Wednesday, June 17, 2009

Warm Garbanzo & Quinoa Salad

2 cloves garlic, minced
1 zucchini, diced
2 carrots, grated
1 red bell pepper, diced
1 can garbanzo beans, rinsed and drained
2 scallions, chopped
2 Tbs extra virgin olive oil
3 Tbs white wine vinegar
1/4 tsp salt
1 cup quinoa, or bulgur, cooked according to package directions
4 cups fresh baby spinach leaves

1) Coat a saute pan with cooking spray and heat to medium-high. Add garlic, zucchini, carrots and pepper. Saute until softened, about 5 minutes, stirring frequently. Add beans and saute until heated through.
2) In a food processor, puree scallions, gradually adding oil, vinegar, salt and black pepper to taste. Process to a thick consistency.
3) Add scallion mixture and quinoa to saute pan; heat through.
4) To serve, arrange 1 cup spinach on each of four plates and pile equal amounts of the garbanzo mixture on top.

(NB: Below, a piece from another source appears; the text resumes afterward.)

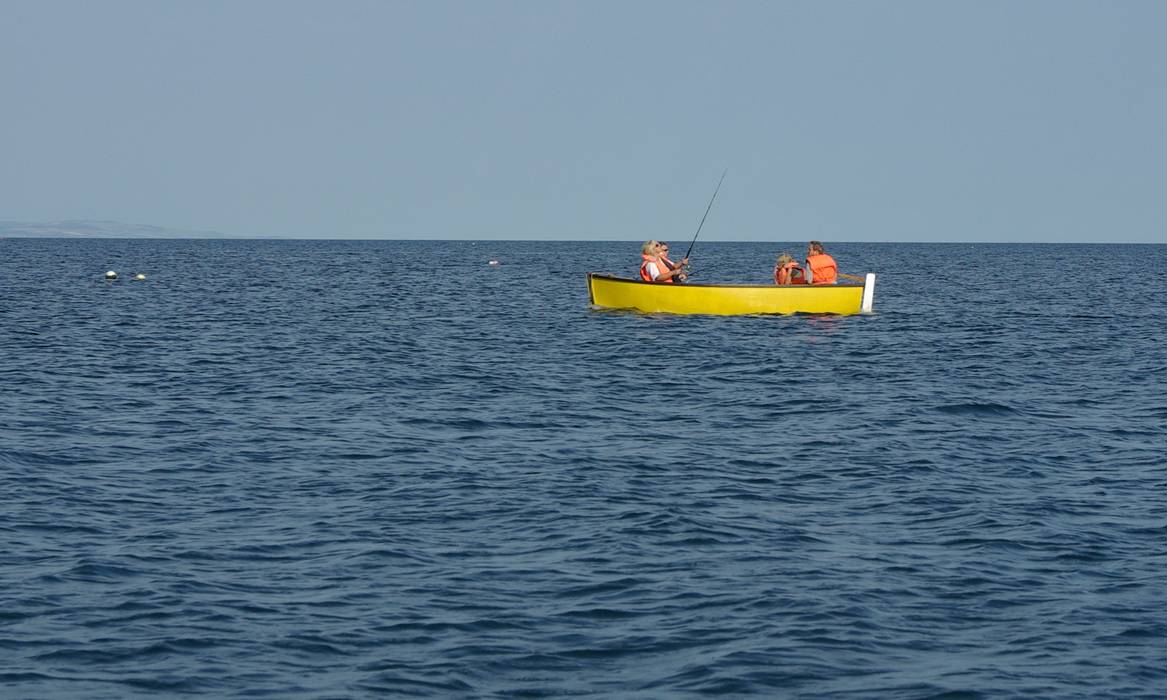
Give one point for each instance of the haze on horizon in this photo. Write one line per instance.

Review: I used bulgur, because quinoa is very high carb (but, it's also incredibly high protein). And, I didn't want to pull out the food processor for such a small amount of ingredients, so I just skipped step 2 and dumped all the ingredients in for step 3. I figure I didn't lose much by doing so. This was yummy, but could have used a little more flavor. Maybe more vinegar?